Researchers May Be Forced to Rely on an Obscure Court
Briefly

Researchers May Be Forced to Rely on an Obscure Court
"A majority of justices say this 16-judge court likely has jurisdiction over lawsuits regarding thousands of National Institutes of Health federal research grants that the Trump administration has tried to terminate, as well as other fights concerning canceled grants. If the Supreme Court sticks by its current thinking in final rulings, the Court of Federal Claims could be handling fights over countless grants that the Trump administration and future higher ed-targeting presidencies may try to cancel in the future."

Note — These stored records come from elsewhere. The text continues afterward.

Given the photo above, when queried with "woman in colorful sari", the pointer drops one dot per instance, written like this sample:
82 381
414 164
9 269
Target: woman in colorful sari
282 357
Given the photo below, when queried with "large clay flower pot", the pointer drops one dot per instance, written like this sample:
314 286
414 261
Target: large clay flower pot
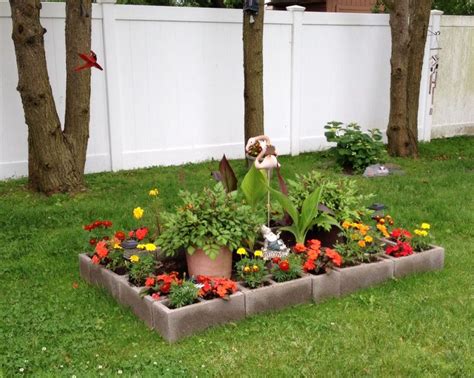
200 264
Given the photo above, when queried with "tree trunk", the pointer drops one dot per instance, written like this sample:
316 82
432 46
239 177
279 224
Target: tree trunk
253 72
52 165
408 23
78 84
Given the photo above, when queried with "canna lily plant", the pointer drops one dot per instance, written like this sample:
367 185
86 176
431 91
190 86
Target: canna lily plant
309 216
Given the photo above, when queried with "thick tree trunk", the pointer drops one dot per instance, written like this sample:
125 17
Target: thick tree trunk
408 23
78 84
52 165
253 72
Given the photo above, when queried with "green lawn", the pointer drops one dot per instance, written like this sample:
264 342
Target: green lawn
421 325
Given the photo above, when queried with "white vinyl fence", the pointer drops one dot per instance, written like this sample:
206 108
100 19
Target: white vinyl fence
172 86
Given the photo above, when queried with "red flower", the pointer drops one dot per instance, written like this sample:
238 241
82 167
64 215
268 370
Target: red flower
120 235
141 233
150 281
101 249
284 265
299 248
155 296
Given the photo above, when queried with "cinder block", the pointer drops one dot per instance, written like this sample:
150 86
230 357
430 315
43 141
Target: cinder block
326 286
278 295
129 296
174 324
418 262
365 275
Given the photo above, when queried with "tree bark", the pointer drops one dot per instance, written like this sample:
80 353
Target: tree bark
408 23
253 72
78 84
52 165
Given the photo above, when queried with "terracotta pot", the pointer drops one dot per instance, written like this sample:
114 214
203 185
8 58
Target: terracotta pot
200 264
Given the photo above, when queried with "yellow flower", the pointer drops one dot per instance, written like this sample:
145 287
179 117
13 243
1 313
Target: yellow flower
138 212
150 247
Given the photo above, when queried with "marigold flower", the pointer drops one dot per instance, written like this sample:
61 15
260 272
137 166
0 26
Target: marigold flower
138 212
299 247
284 265
150 247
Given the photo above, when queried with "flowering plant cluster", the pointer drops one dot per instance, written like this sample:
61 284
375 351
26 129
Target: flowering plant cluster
361 244
97 230
317 260
156 286
422 239
251 270
214 287
286 269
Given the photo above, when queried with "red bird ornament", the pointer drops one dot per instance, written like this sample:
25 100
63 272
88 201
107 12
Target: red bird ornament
91 61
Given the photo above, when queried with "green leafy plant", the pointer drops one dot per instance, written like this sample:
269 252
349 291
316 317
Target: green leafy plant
141 267
355 149
341 195
251 270
306 218
209 220
286 269
183 294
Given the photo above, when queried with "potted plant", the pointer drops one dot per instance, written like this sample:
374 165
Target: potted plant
209 226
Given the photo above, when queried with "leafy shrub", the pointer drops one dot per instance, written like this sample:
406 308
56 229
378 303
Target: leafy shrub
340 195
355 149
208 221
183 294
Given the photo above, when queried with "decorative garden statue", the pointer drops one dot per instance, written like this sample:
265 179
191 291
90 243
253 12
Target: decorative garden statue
273 246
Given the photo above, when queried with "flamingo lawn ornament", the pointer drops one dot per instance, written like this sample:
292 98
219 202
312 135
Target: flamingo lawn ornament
266 160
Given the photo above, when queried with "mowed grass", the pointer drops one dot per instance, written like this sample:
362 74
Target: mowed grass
420 325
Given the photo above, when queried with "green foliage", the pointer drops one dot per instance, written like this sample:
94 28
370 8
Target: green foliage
208 220
116 261
183 294
341 195
252 271
306 218
294 269
140 270
355 149
254 186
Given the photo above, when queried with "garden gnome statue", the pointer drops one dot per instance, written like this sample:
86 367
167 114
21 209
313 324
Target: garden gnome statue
273 246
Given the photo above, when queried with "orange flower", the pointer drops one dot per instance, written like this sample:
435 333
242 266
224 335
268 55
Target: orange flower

"It's apt for what's in this building: the Court of Federal Claims, a legal venue where the U.S. government is always the one being sued. One catch: This court doesn't have the authority to actually restore the grants. It can award money for canceled ones, but experienced lawyers who practice before it disagree on whether it will provide compensation even approaching what the grants were worth."

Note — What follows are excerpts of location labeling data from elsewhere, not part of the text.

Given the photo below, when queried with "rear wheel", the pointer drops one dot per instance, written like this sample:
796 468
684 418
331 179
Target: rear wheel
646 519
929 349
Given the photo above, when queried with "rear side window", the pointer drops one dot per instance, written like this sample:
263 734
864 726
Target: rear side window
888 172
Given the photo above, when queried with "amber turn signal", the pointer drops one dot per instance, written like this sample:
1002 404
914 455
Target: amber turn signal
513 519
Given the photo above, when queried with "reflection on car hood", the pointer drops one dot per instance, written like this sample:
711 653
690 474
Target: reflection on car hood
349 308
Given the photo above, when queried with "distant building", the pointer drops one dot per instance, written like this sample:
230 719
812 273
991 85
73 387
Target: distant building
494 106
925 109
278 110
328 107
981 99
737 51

Several hundred feet from the White House sits the Court of Federal Claims, where the U.S. government is always the named defendant. The Supreme Court's preliminary rulings indicate that the 16-judge court likely has jurisdiction over lawsuits related to thousands of NIH and other federal research grants that were targeted for termination. The court cannot reinstate grants but can award monetary damages for canceled awards. Experienced attorneys disagree on whether damages will approach full grant value. Research institutions, not individual researchers, generally hold the legal standing to sue because institutions are the grant recipients. The court's role could shape future disputes over canceled federal research funding.